The Argentine Textile Industries Federation (FITA) reported that textile production fell 23.9% year-over-year in January 2026, the sharpest drop since 2016. Factories operated at just 24% of installed capacity, with warnings over low-priced imports impacting jobs and competition.
The FITA disclosed in its sector report that the textile industrial production index (IPI) for January 2026 showed a 23.9% year-over-year decline, eight times the 3.2% drop in general industry. Installed capacity utilization hit a low of 24%, down 11.4 percentage points from the prior month and 10.2 points interannually, against 53.6% for total industry.
Fundación Protejer noted that real sales of clothing, footwear, and home textiles in supermarkets rose 9.6% year-over-year and 25.5% versus 2023, while in shopping malls they increased 4.3% from January 2025. However, many sales occurred with negative profitability and a shift toward imported goods.
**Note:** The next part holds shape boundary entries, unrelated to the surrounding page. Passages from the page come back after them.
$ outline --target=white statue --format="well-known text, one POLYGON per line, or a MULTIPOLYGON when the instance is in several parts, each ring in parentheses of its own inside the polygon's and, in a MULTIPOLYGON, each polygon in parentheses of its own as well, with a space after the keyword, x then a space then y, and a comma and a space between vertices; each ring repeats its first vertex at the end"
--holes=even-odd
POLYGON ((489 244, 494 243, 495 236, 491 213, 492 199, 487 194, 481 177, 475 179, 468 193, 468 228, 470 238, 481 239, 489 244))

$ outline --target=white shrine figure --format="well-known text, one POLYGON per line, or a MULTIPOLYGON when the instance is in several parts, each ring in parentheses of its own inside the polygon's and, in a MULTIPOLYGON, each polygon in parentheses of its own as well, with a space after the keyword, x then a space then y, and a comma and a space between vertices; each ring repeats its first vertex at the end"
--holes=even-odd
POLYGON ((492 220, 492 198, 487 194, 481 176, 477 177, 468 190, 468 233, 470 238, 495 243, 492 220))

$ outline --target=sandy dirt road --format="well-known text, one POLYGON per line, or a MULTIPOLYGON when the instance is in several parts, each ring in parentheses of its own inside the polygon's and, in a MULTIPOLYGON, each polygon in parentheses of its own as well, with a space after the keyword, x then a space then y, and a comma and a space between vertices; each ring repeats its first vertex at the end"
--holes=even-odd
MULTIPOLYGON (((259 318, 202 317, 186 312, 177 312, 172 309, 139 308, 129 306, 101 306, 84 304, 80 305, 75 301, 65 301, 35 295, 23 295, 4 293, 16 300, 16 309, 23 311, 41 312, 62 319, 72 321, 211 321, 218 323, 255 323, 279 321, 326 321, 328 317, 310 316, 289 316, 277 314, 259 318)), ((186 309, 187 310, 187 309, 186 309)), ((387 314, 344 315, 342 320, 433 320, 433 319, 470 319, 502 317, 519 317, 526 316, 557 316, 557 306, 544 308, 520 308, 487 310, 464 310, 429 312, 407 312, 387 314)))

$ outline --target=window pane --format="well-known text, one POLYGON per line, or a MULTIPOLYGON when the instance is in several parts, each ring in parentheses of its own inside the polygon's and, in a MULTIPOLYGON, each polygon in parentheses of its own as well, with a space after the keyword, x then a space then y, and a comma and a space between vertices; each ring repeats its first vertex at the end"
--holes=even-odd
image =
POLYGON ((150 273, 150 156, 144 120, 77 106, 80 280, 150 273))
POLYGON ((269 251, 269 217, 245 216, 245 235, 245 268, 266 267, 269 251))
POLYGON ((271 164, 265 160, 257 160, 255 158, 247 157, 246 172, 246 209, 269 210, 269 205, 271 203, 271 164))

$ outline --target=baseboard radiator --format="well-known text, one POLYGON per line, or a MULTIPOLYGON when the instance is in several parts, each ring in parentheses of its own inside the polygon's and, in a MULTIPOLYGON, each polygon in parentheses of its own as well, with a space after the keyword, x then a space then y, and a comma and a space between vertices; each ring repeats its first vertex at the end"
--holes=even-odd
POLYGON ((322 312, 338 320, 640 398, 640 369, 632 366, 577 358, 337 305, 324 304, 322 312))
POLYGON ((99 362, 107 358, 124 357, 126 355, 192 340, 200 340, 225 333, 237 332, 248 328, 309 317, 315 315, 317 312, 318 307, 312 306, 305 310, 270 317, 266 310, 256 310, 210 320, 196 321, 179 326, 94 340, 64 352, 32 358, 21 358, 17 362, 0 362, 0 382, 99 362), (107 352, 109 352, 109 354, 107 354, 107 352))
In February 2026, imports of finished products reached 12,800 tons for US$32 million, with over 70% at historically low prices—such as cotton t-shirts under US$0.01 or jeans below US$1—which FITA links to under-invoicing and unfair competition. Formal employment in textiles, confection, leather, and footwear stood at 100,000 jobs in December 2025, reflecting a 12,000-job annual loss and over 20,000 since early 2024.
Celina Pena, FITA's general manager, warned: “In a context of declining activity and employment, the recurrent pattern of strikingly low-priced imports demands actions to avoid distortions in competitive conditions.” The entity calls for using existing regulatory tools to safeguard the national industry.